Among many self-assembly approaches, coordination-driven self-assembly is regarded as one of the promising strategies to enable artificial non-equilibrium nanoassemblies owing to its excellent directionality and controllability. However, the majority of pioneering studies focused on the final assembled nanostructures under thermodynamic control (Nature, 1999, 398, 796; Science, 2006, 312, 1782; Nature, 2016, 540, 563; Science, 2010, 328, 1144; Nature, 2019, 574, 511), due to the rapid dynamics of assembly and lack of characterization at the comparable time scale. If the coordination process can be slowed down, we should have a chance to investigate the evolution of the transient intermediates under kinetic control.

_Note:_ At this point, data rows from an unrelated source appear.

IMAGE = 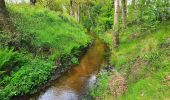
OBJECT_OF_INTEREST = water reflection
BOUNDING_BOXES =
[38,40,105,100]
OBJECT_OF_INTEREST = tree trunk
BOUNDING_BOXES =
[0,0,6,28]
[113,0,119,47]
[70,0,74,16]
[30,0,37,5]
[77,3,80,23]
[122,0,127,28]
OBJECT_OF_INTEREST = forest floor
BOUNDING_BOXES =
[90,21,170,100]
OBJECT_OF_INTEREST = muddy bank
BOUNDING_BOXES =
[11,42,93,100]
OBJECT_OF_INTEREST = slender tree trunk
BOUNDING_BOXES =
[77,3,80,23]
[30,0,37,5]
[113,0,119,47]
[0,0,6,28]
[122,0,127,28]
[70,0,74,16]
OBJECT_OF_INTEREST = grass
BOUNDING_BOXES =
[89,21,170,100]
[9,5,90,57]
[0,5,91,99]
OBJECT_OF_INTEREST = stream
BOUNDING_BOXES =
[35,39,106,100]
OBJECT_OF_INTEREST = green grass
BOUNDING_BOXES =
[9,5,90,56]
[0,5,91,99]
[89,21,170,100]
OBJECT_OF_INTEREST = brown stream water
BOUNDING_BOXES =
[36,40,105,100]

Given the self-assembly of side groups is confined by the polypeptide backbones in proteins (Science, 2012, 338, 1042; Nature, 2012, 491, 222) and the frustrated arrangement of side chains in grafting polymers (Chem. Soc. Rev., 2013, 42, 2075), we envision that the imposition of local constraints by spatial confinement should allow us to manipulate the assembly process and rate. As such, we design a series of polymers with different side groups for further coordination with shape-complementary components in this study. The polymer chain can impose a significant spatial confinement on the side groups, thereby frustrating the coordination-driven self-assembly to form supramolecular triangles. This frustrated behavior efficiently slows down the self-assembly kinetics and allows us to successfully observe and study non-equilibrium lychee-like nanostructures that are otherwise inaccessible in conventional coordination-driven self-assembly. See more details in our recent paper on J. Am. Chem. Soc. (J. Am. Chem. Soc., 2022, 144, 22651).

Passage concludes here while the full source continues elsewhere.